Tout au long de son ouvrage, Provencher s’efforce et réussit à mettre en évidence la relation entre le droit et la communication. Les réflexions de Provencher favorisent ainsi une prise de conscience sur la nature de la théorie et de la pratique juridiques, une prise de conscience pouvant favoriser une appréciation différente de certaines problématiques actuelles liées au système de justice (par exemple, les personnes qui se représentent seules et les modes alternatifs de règlement des conflits). Ainsi, Provencher expose, et surtout justifie, pourquoi le cursus universitaire des futurs juristes devrait, tant d’un point de vue théorique que pratique, accorder à la communication une importance qui, dans le cadre d’une formation traditionnelle en droit, ne lui est généralement pas accordée autrement qu’en expliquant qu’une bonne communication est une habileté nécessaire pour plaider avec succès. Ainsi, la relation entre le droit et la communication mise en évidence par Provencher constitue un travail salutaire puisque novateur et nécessaire. Toutefois, si un tel exercice risque de satisfaire amplement des universitaires qui s’intéressent à la question, l’ouvrage de Provencher demeure plus théorique que pratique et, en ce sens, les professionnels du droit pourraient en trouver la lecture ardue.
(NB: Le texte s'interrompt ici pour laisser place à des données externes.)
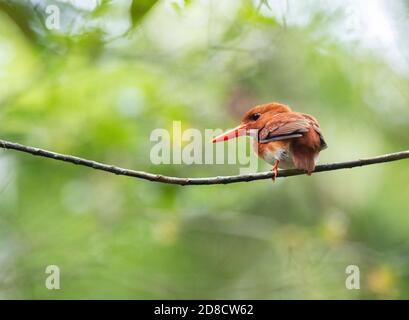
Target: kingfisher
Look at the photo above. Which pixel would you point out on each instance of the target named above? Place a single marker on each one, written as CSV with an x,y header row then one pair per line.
x,y
281,137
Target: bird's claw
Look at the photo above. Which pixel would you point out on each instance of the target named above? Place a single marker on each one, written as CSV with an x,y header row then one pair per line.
x,y
275,174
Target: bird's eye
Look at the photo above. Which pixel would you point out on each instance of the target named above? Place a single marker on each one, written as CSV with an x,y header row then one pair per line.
x,y
255,116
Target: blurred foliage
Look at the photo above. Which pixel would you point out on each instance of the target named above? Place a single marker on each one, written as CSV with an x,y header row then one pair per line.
x,y
116,70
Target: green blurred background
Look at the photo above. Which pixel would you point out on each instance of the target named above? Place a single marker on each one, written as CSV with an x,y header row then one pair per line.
x,y
116,70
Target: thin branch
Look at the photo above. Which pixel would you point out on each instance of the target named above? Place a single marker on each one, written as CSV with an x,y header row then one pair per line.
x,y
199,181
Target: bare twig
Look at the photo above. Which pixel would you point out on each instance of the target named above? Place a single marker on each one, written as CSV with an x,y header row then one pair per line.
x,y
198,181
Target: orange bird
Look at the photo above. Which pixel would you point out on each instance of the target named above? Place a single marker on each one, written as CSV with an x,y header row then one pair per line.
x,y
283,138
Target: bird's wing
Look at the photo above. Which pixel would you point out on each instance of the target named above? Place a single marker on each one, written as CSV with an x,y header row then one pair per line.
x,y
288,125
284,126
317,129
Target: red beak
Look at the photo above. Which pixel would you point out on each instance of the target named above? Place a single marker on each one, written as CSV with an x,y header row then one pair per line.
x,y
240,130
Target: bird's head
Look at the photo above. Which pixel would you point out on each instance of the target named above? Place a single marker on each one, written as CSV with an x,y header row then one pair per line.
x,y
254,119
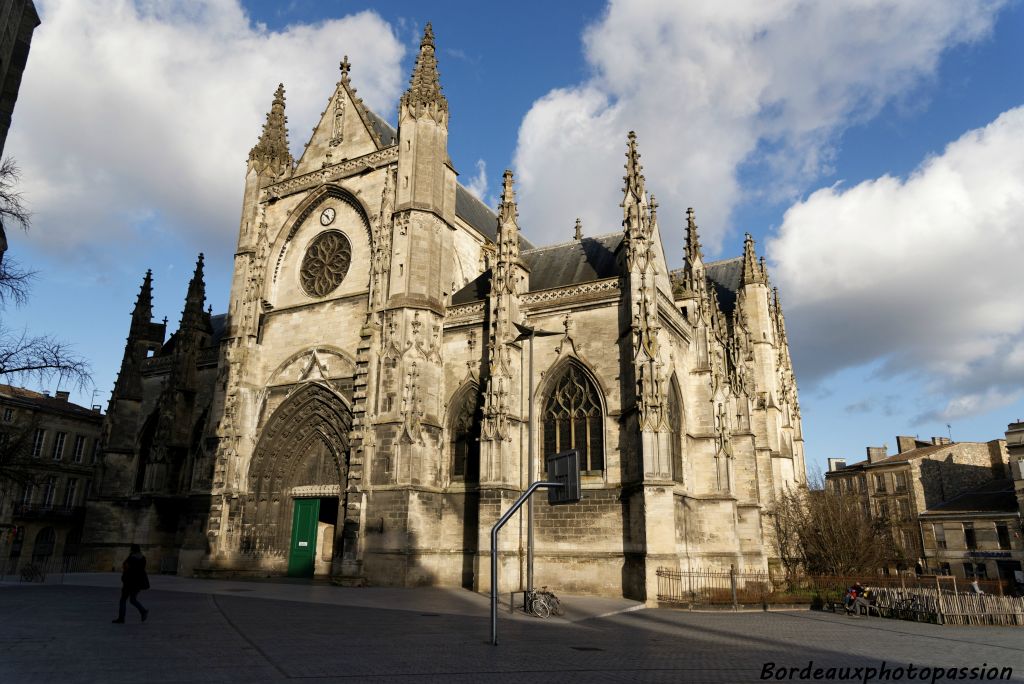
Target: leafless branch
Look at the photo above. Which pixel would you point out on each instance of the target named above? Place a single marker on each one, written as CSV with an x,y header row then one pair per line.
x,y
12,208
13,283
42,357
À ce sujet, la troisième partie de l’ouvrage de Provencher ainsi que les cinq regards sur la communication qu’il propose en conclusion (c’est-à-dire la communication pour le droit, le droit pour la communication, le droit des communications, la communication du droit, le droit et la communication) sembleraient plus faciles de compréhension pour les professionnels du droit peu familiers avec la littérature sur la communication mais désireux de prendre conscience des phénomènes communicationnels dans leur pratique juridique. Ces cinq regards sur la communication présentent d’ailleurs autant de pistes de recherche pour Provencher, ou d’autres auteurs désirant explorer davantage la relation entre le droit et la communication. En ce sens, l’ouvrage Droit et communication : liaisons constatées. Réflexions sur la relation entre la communication et le droit représente une lecture essentielle pour qui veut entreprendre un travail académique multidisciplinaire alliant droit et communication. Cette opinion cependant pourrait différer d’un lecteur à l’autre puisque, tel que le rappelle Provencher, « Comme il y a une multitude de façons de comprendre un texte, il ne peut y avoir une seule bonne compréhension, mais une multitude de compréhensions valables et valides » (p. 141).